In the present study, an enrichment analysis of unique CNA-associated genes for all tissues was performed and several shared MFs, such as protein binding, were obtained. Several gained-genes that encode for RNA-binding proteins (45) have diverse targets and participate in tumor progression by regulating homeostasis and changing expression patterns. Chromatin binding is another altered function in GC that participates in regulating eukaryotic gene expression, methylation profile modulation, and genome stability maintenance (46). EMT is a process that involves changes in histone modification, DNA methylation and chromatin accessibility. These changes may be promoted through transcription, allowing the cell to have an identity or to have a mesenchymal-epithelial transition-EMT conversion (47). The kinase function in DGC and IGC gains have recently been considered key regulators in the development of cancer (48). Numerous kinases were associated with the initiation and progression of carcinogenesis and are one of the main therapeutic targets for the development of inhibitors in the clinical field. Kinases are able to promote EMT and enhance invasion, migration and evasion of apoptosis (49). In the present study, PIK3R1 and PIK3CA were associated with IGC. The PI3K pathway is a key regulatory hub for cell growth, survival and metabolism (50). Activation of PI3K is a frequent hallmark of cancer, highlighted by the prevalence of somatic mutations in genes encoding key components of this pathway (51). These enzymes are responsible for transferring a phosphate group; however, the reverse process is performed by phosphatases, which are also affected in IGC. PIK3R1 is a gene frequently affected by mutations or copy numbers in various types of cancer, according to the TCGA project. These genes converge with the PI3K/AKT/mTOR pathway, which is involved in the regulation of several processes (51).

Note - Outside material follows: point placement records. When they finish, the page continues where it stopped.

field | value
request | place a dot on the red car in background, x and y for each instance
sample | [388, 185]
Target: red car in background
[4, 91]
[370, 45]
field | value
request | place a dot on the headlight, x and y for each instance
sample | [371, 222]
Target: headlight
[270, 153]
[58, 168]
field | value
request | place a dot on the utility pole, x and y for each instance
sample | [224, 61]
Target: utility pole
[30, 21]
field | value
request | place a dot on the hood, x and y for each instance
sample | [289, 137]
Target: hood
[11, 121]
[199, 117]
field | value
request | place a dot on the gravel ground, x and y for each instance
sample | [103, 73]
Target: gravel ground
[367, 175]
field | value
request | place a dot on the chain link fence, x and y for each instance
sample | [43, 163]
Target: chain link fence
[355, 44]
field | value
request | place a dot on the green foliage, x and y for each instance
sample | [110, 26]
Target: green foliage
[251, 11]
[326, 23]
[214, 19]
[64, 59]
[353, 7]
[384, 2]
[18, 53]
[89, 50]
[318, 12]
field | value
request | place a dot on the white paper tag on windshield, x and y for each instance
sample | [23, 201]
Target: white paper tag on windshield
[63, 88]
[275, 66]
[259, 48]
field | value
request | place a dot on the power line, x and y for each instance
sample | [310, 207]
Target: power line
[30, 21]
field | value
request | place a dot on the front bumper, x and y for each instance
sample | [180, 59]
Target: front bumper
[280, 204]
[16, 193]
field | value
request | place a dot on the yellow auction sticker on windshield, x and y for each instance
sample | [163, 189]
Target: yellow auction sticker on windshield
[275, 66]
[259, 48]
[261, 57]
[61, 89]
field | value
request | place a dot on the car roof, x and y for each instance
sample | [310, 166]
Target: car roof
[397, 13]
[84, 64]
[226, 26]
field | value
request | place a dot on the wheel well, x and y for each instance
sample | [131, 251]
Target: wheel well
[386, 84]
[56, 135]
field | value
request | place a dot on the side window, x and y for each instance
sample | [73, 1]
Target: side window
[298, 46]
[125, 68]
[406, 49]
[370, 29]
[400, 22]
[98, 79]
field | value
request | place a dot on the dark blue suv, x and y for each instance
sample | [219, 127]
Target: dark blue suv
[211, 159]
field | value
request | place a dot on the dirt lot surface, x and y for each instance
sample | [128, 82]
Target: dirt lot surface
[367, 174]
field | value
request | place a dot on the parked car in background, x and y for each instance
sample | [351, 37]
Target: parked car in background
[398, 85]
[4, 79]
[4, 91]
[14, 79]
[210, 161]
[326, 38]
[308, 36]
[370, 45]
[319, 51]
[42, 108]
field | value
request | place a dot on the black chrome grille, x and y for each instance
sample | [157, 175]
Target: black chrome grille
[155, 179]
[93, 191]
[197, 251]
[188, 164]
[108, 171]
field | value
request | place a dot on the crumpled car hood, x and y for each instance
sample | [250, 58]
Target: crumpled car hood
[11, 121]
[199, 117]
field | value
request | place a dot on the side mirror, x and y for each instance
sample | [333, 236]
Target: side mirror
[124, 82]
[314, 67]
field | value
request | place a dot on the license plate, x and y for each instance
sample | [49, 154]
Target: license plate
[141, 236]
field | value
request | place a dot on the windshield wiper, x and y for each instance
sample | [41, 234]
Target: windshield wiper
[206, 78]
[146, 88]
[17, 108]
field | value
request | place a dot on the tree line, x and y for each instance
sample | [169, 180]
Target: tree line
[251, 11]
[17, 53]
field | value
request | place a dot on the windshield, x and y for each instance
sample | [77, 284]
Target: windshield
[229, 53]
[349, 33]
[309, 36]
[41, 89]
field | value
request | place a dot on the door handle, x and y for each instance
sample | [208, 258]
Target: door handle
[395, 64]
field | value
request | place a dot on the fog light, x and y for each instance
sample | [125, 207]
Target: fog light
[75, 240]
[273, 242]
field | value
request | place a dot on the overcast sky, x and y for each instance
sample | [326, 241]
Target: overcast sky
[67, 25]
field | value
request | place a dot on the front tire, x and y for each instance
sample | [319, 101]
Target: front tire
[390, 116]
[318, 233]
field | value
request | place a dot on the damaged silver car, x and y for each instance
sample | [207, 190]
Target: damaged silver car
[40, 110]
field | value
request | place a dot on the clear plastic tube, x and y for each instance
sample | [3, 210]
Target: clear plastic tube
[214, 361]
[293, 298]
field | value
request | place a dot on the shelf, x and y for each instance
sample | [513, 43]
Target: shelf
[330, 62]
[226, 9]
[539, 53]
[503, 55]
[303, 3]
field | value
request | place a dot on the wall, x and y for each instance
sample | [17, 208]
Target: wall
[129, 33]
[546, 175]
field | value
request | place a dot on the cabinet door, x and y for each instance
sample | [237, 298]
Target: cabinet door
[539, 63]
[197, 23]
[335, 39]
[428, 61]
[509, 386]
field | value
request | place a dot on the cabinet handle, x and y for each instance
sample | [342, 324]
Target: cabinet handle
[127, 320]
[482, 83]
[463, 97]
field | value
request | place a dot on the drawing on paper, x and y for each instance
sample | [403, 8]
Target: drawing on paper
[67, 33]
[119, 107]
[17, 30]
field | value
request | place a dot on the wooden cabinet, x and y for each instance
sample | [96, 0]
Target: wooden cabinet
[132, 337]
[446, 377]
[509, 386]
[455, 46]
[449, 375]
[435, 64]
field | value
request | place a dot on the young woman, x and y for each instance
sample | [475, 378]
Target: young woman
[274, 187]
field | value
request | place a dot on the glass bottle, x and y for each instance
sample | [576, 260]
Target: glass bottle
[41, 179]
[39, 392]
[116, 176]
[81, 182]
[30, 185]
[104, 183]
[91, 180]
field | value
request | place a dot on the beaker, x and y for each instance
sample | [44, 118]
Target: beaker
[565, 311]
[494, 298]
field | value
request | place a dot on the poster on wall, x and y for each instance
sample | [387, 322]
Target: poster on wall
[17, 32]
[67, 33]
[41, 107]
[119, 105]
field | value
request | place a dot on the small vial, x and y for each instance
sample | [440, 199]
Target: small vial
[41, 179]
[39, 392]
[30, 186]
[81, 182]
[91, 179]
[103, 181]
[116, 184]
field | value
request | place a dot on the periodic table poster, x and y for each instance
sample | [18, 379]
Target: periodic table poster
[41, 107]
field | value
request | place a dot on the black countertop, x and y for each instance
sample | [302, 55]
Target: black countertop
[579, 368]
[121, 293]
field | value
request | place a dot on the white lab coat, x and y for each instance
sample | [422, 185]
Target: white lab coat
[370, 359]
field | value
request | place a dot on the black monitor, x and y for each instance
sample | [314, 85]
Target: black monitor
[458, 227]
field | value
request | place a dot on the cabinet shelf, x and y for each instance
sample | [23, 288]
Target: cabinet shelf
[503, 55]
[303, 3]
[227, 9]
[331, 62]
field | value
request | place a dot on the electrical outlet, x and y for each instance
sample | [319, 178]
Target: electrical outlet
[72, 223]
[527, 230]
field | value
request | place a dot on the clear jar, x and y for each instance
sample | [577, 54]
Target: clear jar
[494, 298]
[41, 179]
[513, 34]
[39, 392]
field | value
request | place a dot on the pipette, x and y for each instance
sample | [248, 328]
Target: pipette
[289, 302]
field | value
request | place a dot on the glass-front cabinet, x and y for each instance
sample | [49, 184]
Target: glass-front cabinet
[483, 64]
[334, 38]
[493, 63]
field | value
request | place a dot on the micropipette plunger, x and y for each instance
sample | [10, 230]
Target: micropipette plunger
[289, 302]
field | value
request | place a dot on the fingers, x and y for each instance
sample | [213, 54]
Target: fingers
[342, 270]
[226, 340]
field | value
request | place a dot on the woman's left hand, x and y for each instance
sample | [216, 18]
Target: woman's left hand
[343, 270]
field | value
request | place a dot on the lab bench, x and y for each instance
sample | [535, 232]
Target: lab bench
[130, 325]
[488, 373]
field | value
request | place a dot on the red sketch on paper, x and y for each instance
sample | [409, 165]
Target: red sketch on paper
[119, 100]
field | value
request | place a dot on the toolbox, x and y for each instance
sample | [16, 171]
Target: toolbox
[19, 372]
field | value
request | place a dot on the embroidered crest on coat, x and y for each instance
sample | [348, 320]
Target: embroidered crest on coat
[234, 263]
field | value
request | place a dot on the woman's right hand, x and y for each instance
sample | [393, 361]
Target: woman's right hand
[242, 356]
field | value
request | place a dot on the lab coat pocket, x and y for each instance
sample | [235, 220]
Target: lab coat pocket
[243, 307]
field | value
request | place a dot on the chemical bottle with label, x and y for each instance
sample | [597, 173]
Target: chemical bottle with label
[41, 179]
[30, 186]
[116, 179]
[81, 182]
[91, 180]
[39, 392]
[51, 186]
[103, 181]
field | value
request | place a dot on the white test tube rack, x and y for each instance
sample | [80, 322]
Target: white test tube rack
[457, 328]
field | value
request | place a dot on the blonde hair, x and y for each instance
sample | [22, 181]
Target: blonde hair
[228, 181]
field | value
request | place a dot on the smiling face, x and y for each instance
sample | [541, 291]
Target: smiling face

To date, the differences between DGC and IGC have been insufficiently investigated and understood; differences in etiology, location, incidence and genetic profiles have been observed (52). In the present study, a CNA-EMT network for GC was generated with relevant genes according to different criteria: Frequency among patients, genetic connections, reported pathways and experimental associations with several databases [dbEMT 2.0, The Human Protein Atlas, COSMIC (53)] and Cancer Hallmark Genes (54). Shared and exclusively altered genes were observed for each tissue type. The common CNA-EMT genes between DGC and IGC include GLI2, which has been associated with proliferation (55); EP300, with multiple functions as an inhibitor of antitumor immune response via metabolic modulation (56); PTPN11, associated with GC progression; and NDRG1, associated with metastasis and poor prognosis in GC (57). Another relevant gene in DGC is EGFR, which, due to its association with CNV GC, is now the target for the development of anti-GC therapies (58). IGC-associated EMT genes include MICAL2, MYC and PIK3R1. MICAL2, a destabilizing F-actin in cytoskeletal dynamics, has been associated with poor prognosis in GC (59). MYC gains have also been reported in several GC studies, as expected for a common oncogenic gene (60) associated with proliferation, differentiation and apoptosis (61). PIK3R1 participates in the PI3K/AKT signaling pathway, with roles in apoptosis and cell survival, as well as chemotherapy resistance in GC (62).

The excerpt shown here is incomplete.